Niels Bohr entered the University of Copenhagen in 1903. While he took advantage of the school's science offerings, perhaps one of the most important single courses he took was a philosophy class with Professor Höffding, who had been his father's close friend. Höffding was among the colleagues whose visits had contributed essentially to Bohr's early intellectual development. Höffding surveyed the key philosophical systems from the sixteenth to eighteenth century, placing the emphasis on central questions rather than on any one theory. Bohr became so engaged with some of these questions that he considered turning to epistemology at one point. Although he would later return to epistemology as it related to his work quantum mechanics, his interest in philosophy began independent of the scientific context and may have influenced his work in physics as much as the reverse case.
Bohr encountered another major influence on his development when he and Harald were invited to join a discussion group of students from Höffding's course. Debating primarily philosophical questions raised in Höffding's course, the group, dubbed Ekliptika and limited to twelve members, featured future jurists, historians, psychologists, entomologists, and etymologists. Both Niels and Harald were active members of the debate, and one member, Vilhelm Slomann the art-historian, recalls that their thinking was so closely integrated that they often expanded on each other's thoughts spontaneously in an awe-inspiring intellectual partnership. This method of refining ideas became characteristic of Bohr's process. He preferred conversation to working alone, and he felt most productive when he had successfully established a harmonious connection and a comfortable environment.

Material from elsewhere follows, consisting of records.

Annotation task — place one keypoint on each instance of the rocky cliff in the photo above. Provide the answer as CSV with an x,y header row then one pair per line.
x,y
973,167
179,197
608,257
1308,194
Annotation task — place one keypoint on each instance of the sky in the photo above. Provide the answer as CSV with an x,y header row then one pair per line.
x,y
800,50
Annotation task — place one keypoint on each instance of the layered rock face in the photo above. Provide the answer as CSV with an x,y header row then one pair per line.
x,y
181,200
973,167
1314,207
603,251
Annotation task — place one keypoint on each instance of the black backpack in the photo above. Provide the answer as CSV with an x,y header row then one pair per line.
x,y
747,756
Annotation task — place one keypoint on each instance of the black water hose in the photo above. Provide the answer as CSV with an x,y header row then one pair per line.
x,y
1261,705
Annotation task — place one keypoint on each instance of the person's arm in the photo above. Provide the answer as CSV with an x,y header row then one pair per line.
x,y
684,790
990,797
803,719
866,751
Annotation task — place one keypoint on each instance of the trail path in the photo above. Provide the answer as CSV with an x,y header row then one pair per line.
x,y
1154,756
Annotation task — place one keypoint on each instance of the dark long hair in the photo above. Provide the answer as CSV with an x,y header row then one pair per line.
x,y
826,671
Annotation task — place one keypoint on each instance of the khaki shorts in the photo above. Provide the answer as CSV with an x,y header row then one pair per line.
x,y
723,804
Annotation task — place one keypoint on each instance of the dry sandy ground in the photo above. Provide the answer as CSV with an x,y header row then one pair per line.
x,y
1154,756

Despite these additional and related interests, physics remained the passion of Bohr's life. His undergraduate career culminated in a prize-winning project on the surface tension of liquids, offered by the Academy of Sciences and Letters. Working from the theoretical projections of Lord Rayleigh, Bohr sought a way to measure surface tension with the use of vibrating water jets. The experiments seemed never ending, and Bohr's father had to persuade him to stop and actually write the paper. Bohr was awarded the academy gold medal, having at the age of twenty-one modified and expanded upon the theories of Rayleigh, one of the most famous physicists of that period. Moreover, the significance of this work reappeared many years later when the surface tension of water proved relevant to Bohr's study of the atom (and subsequently to nuclear energy and the atom bomb). No one could have foreseen this development, particularly the Academy, which had chosen the topic only because most physicists were unfamiliar with it. This coincidence illustrates the unity of Bohr's career, as he rarely touched on tangents that would not somehow fit into his larger projects.

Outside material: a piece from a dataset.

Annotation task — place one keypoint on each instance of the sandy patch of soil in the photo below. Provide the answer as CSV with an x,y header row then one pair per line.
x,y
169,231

Bohr moved directly into research for his master's thesis. Again he found it hard to recognize when to conclude, and his brother, who had begun his research later, actually completed his thesis and examinations first, going on to study with the German mathematician Edmond Landau. Bohr could not have been more proud of his brother's achievements, but he soon found reason to celebrate his own: his gold medal paper was published in Philosophical Transactions, a distinguished English journal. Soon Bohr completed his doctorate, which he received in 1911 for his work on the electron theory of metals. Like much of his early work, this research foreshadowed issues that he explored and transformed later in his career. His doctoral research, while fruitful, began pointing him to limitations in classical physics with regard to electron behavior, indicating the need for fundamental changes beyond the standard revising that had been going on to this point.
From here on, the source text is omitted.